The primary focus is not on the AI-selected final location. Rather, by examining the sequential steps within the conversation interface, we can observe how data and information are gathered.
Let’s see another case of how Perplexity shows the result in the reply.
Perplexity progressively displays the information it retrieves, offering comprehensive and paired questions and answers to facilitate deeper exploration. Additionally, it supports a wide range of data formats beyond plain text, including code, data visualizations, social network pages, and maps, where you can see under the Assets.
Based on this concept, how could we tweak ChatGPT’s interface design, so that we won’t be passively just by reading the reply texts to imagine or interpret the meaning? In both cases above, they have one thing in common, which I think most of the LLM applications might have, is the AI thinking process flow. That line of thinking could be sometimes running for minutes or seconds. AI should take advantage of this capability and show off to user in their reply as well as know what information that user might will be interested in terms of the question asked.
In this case, there are several aspects that users may be interested in and wish to adjust, including parameters related to data analysis. These could involve a map overview featuring Taiwan High-Speed Rail alongside elderly care statistics, as well as data comparisons with scoring metrics or images of the locations, among other elements.

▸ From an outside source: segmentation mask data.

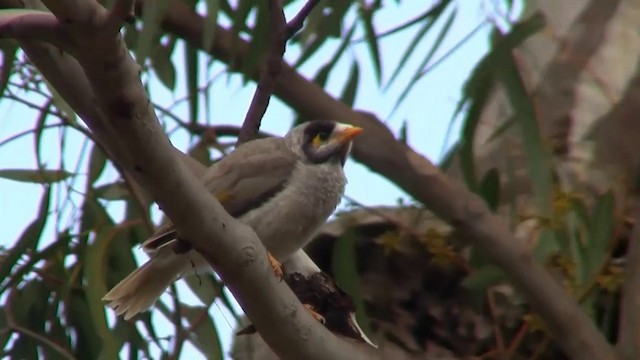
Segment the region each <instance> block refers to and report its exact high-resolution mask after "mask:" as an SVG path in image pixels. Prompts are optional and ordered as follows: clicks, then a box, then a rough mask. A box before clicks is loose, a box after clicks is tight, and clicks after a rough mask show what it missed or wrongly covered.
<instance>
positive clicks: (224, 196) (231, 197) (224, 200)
mask: <svg viewBox="0 0 640 360" xmlns="http://www.w3.org/2000/svg"><path fill="white" fill-rule="evenodd" d="M215 197H216V199H218V201H219V202H220V203H221V204H224V203H225V202H227V201H229V200H231V198H233V195H231V193H230V192H229V191H224V190H222V191H219V192H217V193H216V194H215Z"/></svg>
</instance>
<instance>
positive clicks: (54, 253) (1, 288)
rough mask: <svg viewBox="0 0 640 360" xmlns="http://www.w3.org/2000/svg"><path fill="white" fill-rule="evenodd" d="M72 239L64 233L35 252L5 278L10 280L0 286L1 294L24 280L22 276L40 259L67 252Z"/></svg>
mask: <svg viewBox="0 0 640 360" xmlns="http://www.w3.org/2000/svg"><path fill="white" fill-rule="evenodd" d="M70 241H71V238H70V237H69V236H68V235H62V236H60V237H59V238H58V240H56V241H55V242H54V243H53V244H51V245H49V246H47V247H46V248H44V249H42V250H39V251H37V252H35V253H33V255H32V256H31V257H30V258H29V259H28V260H27V261H26V262H25V263H24V264H23V265H22V266H20V267H19V268H18V269H16V270H15V271H14V272H13V273H12V274H11V276H10V277H6V278H5V280H9V281H7V282H6V283H5V284H3V285H2V288H0V294H1V293H4V292H5V291H6V290H7V289H8V288H11V287H13V286H15V285H16V284H17V283H19V282H20V281H21V280H22V277H23V276H24V275H25V274H27V273H28V272H30V271H31V270H33V268H34V266H35V265H36V264H37V263H38V262H39V261H41V260H44V259H49V258H51V257H53V256H54V255H55V254H57V253H60V252H62V253H63V254H66V253H67V250H68V244H69V242H70Z"/></svg>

The core concept is that when AI responds, it can include supporting materials based on an analysis of the prompt, the response content, context, and the user's intent. This approach enhances user understanding by selecting the most appropriate format—such as a video when visual demonstration is beneficial, or a chart when it conveys more information than extensive text.
One more step
Referring back to the original proposal, we could provide users with an interactive tool panel that enables dynamic engagement. For instance, the prompt involves rail stations across various counties; therefore, designing the interactive dashboard on the right with adjustable parameters would allow users to input or modify information directly (by changing station’s name for example). This approach would eliminate repetitive question-and-answer cycles, as users would only need to change the keyword for all related data to update automatically.
Wrap Up
The ChatGPT interface consists of numerous separate chat threads, which may not fully align with conventional cognitive processes. Not all information is effectively conveyed through text or visualized using mind maps. When the core intention remains unclear, alternative approaches can be explored to determine which direction yields greater satisfaction and aligns with the desired objectives. Beyond the AI generation environment as a playground, existing resources also provide valuable insights that can be applied to product development.